Interestingly, herpes viruses are never completely cleared from the body. Once the initial infection has subsided, the viruses take refuge in nerve ganglia that reside deep in the body where they go into a resting phase.
The appearance of the shingles rash can be explained by knowing a bit about the anatomy of the nervous system. The peripheral nervous system is made up of sensory and motor nerves that enter and exit the spinal cord. The sensory nerves carry nerve impulses for feeling (touch, pain, etc.) from specific bands of skin called dermatomes (see diagram). These sensory nerves enter the spinal cord at specific levels. Dermatomes stop at the midline of the body (i.e. there are right and left dermatomes supplying feeling at each level of the spinal cord).
Shingles is a condition where VZV reactivates and begins to reproduce causing a recurrent outbreak. As the viruses begin to multiply, they migrate from the ganglia near the spinal cord, along the nerve fibers of one or more (usually adjacent) dermatomes, to the surface of the skin.

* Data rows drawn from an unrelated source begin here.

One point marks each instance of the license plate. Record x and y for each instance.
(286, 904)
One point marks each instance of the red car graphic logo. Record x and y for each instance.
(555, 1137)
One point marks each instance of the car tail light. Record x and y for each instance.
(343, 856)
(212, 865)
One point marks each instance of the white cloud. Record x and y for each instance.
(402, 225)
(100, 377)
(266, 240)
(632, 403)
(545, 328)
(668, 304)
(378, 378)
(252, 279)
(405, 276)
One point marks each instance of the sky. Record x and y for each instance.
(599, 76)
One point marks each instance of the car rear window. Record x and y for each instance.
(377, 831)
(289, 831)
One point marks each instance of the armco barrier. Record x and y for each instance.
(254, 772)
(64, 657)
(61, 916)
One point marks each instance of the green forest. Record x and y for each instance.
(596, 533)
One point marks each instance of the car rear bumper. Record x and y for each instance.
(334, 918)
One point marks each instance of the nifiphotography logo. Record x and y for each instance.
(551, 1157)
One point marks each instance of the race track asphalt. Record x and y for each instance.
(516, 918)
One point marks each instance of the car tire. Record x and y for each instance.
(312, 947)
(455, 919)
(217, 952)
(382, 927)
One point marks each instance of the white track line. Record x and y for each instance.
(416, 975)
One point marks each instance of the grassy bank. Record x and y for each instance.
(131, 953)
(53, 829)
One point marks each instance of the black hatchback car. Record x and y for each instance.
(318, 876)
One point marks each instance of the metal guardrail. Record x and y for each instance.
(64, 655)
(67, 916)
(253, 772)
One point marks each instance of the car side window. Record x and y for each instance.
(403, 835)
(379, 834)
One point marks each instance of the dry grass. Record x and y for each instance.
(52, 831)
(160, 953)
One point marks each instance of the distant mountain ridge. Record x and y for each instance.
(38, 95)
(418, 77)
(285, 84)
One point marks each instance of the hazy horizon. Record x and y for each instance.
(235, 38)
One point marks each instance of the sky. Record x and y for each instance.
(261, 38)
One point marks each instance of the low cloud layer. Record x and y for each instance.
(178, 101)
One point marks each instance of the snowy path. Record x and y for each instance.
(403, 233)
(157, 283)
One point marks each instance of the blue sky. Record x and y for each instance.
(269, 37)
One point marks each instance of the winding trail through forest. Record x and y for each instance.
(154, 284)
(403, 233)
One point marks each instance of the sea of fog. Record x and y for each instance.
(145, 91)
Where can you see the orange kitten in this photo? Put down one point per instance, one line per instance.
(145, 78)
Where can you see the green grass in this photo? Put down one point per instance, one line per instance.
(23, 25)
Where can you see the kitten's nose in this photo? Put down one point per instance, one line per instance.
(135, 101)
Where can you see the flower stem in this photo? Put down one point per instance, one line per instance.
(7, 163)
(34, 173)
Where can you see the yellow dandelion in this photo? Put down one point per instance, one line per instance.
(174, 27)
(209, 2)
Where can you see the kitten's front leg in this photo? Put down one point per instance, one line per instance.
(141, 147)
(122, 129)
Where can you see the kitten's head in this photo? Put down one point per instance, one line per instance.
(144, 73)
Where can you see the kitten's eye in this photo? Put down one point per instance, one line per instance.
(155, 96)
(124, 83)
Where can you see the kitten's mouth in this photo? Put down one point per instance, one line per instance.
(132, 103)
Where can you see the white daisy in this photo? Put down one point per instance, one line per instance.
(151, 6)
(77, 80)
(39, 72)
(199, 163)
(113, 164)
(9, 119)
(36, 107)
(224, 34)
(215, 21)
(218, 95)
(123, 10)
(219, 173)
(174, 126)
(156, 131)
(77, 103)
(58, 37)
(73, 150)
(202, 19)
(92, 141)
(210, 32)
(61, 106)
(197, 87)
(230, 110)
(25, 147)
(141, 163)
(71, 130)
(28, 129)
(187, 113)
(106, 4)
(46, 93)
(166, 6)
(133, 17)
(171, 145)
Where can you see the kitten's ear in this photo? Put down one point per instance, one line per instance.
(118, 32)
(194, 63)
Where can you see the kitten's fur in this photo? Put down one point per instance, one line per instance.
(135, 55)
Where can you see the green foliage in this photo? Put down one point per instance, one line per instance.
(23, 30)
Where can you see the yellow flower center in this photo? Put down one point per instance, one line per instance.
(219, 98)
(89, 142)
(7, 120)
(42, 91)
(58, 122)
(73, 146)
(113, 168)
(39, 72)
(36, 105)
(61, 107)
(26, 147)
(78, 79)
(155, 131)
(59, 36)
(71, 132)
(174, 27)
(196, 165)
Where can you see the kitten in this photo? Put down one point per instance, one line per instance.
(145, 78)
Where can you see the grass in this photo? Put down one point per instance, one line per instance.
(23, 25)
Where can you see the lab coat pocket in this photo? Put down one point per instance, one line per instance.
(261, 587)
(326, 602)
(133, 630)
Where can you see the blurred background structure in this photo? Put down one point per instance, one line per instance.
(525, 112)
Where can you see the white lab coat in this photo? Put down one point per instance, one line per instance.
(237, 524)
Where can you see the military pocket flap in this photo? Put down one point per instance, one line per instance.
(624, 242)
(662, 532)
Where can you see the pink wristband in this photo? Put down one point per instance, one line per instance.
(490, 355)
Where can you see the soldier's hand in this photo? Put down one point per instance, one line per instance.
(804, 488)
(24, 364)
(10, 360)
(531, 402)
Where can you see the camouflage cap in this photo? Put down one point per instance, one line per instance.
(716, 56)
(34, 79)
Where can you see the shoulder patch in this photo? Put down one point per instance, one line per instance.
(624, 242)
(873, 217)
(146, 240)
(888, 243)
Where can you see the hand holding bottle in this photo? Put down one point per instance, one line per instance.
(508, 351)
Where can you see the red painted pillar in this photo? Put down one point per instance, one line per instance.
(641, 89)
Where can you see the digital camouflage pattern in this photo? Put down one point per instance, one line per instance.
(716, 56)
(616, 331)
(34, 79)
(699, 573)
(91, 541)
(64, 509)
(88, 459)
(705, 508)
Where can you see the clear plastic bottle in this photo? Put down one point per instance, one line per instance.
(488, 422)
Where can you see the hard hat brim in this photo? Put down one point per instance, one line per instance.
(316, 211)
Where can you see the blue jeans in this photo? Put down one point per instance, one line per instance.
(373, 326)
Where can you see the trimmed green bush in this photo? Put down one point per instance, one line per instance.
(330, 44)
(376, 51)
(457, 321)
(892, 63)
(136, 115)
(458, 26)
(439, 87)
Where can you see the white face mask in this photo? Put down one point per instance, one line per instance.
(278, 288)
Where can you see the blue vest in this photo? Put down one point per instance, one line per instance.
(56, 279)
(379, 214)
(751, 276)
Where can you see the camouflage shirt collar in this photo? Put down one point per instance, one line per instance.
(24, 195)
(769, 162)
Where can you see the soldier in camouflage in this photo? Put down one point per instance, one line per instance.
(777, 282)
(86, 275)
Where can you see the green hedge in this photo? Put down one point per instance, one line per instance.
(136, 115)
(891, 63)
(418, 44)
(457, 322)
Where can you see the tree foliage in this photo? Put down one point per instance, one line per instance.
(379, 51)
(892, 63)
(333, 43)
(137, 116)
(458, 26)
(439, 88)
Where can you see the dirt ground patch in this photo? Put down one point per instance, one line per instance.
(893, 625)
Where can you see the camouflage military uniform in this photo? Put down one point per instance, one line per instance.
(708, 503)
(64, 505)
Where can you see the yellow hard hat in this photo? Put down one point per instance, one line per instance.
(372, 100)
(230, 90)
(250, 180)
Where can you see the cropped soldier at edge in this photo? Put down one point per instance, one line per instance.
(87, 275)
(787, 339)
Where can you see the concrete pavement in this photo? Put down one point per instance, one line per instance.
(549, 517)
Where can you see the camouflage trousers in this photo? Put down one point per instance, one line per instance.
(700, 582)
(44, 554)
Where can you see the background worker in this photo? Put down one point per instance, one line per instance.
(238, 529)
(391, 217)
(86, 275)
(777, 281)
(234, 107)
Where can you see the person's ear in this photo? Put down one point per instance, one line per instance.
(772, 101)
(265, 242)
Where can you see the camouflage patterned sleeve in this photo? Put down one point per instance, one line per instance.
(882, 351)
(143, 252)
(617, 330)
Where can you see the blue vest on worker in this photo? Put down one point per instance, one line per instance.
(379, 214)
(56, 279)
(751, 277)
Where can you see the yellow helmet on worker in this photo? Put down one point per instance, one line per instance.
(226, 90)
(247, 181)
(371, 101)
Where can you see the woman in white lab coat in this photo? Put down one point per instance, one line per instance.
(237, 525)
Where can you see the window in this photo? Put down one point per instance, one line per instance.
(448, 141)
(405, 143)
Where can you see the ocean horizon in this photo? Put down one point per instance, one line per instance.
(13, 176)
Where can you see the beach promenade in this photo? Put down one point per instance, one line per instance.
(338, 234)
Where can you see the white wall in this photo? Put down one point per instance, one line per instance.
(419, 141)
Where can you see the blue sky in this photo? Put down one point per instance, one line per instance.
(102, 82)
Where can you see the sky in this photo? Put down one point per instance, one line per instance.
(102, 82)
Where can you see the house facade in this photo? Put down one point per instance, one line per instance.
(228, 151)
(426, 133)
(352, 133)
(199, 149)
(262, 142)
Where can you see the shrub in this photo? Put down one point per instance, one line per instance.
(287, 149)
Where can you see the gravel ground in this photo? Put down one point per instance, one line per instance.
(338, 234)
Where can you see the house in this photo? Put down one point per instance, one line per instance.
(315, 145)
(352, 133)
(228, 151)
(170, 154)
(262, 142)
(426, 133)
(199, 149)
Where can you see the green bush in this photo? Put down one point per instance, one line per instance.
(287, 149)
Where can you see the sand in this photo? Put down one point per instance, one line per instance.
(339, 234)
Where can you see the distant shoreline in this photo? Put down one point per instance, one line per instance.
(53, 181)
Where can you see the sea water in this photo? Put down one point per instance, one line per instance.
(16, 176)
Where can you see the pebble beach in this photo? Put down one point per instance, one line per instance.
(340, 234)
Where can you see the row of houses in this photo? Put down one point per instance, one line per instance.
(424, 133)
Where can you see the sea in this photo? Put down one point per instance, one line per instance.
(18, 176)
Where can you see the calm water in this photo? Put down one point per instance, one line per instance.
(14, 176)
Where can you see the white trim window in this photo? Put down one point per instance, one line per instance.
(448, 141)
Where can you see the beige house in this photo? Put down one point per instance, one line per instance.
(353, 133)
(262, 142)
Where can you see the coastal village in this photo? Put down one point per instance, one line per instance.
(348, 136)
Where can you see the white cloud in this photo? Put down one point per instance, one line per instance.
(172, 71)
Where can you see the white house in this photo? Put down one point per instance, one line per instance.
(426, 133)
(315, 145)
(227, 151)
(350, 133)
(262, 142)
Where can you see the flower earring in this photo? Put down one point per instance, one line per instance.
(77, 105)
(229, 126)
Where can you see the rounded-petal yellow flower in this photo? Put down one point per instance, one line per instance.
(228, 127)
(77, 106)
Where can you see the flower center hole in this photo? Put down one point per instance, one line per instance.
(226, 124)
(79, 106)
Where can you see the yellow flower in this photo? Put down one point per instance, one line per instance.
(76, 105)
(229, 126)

When this reactivation occurs, the person usually feels some itching, burning or tingling along the involved dermatome(s). This is typically followed a day or two later by the formation of blistering skin and pain. The pain may precede the rash by a few days, sometimes fooling the patient and the doctor into thinking it’s something else. My most recent patient thought the pain was a kidney stone and underwent an expensive workup in the emergency room, only to develop the rash the next day.
It’s important to note that Shingles almost always presents in a single dermatome on one side of the body and it is exceedingly rare for it to cross the center of the body (there is no truth to the adage that a person with shingles will die if the rash crosses the center of the body).
The varicella virus can also affect the nerves that supply sensation to the eye, a condition called herpes zoster ophthalmicus. These infections can be quite severe and can lead to scarring of the cornea that may require corneal transplantation. People with shingles on the tips of their noses often have involvement of the cornea as well.
Shingles may last a week or two, sometimes longer. Unfortunately, about 15 percent of people, primarily seniors, develop severe pain that persists after the rash is gone. This condition is called post-herpetic neuralgia (PHN). It can be extremely devastating and may require potent medication to keep it under control. One of my patients has not found anything to help the pain he’s had for over five years.
About a third of adults who have had a primary varicella infection will develop shingles. The main reason for developing a reactivation is reduced or waning immunity. Ninety five percent of adults in the U.S. have antibodies to VZV. This is either through natural immunity from having chicken pox as a child or from vaccine-associated immunity from receiving varicella vaccine.
As people age, their immune systems become weaker and they are less likely to be able to keep VZV in the resting stage. Other conditions such as infections or malignancies can also trigger an outbreak of shingles. Most cases of shingles are not the result of severe underlying problems.
It is important to see a physician as soon as you suspect you may have shingles. There are anti-viral medications available that slow the spread of VZV and can also greatly reduce the risk of developing PHN. To be most effective these medications should be started within 72 hours of the start of symptoms.
Since post-herpetic neuralgia can be so devastating, it is important for people over 50 years of age to consider vaccination against VZV with the Shingrix® vaccine. It is one of the most effective vaccines we have, offering up to 97% protection, even in the elderly. It is available in most doctors’ offices or pharmacies (Medicare patients must get the vaccine at a pharmacy). The vaccine is given in two doses, two to six months apart and the total cost is about $400. Most people who have had shingles would be very quick to say that it would be money well spent.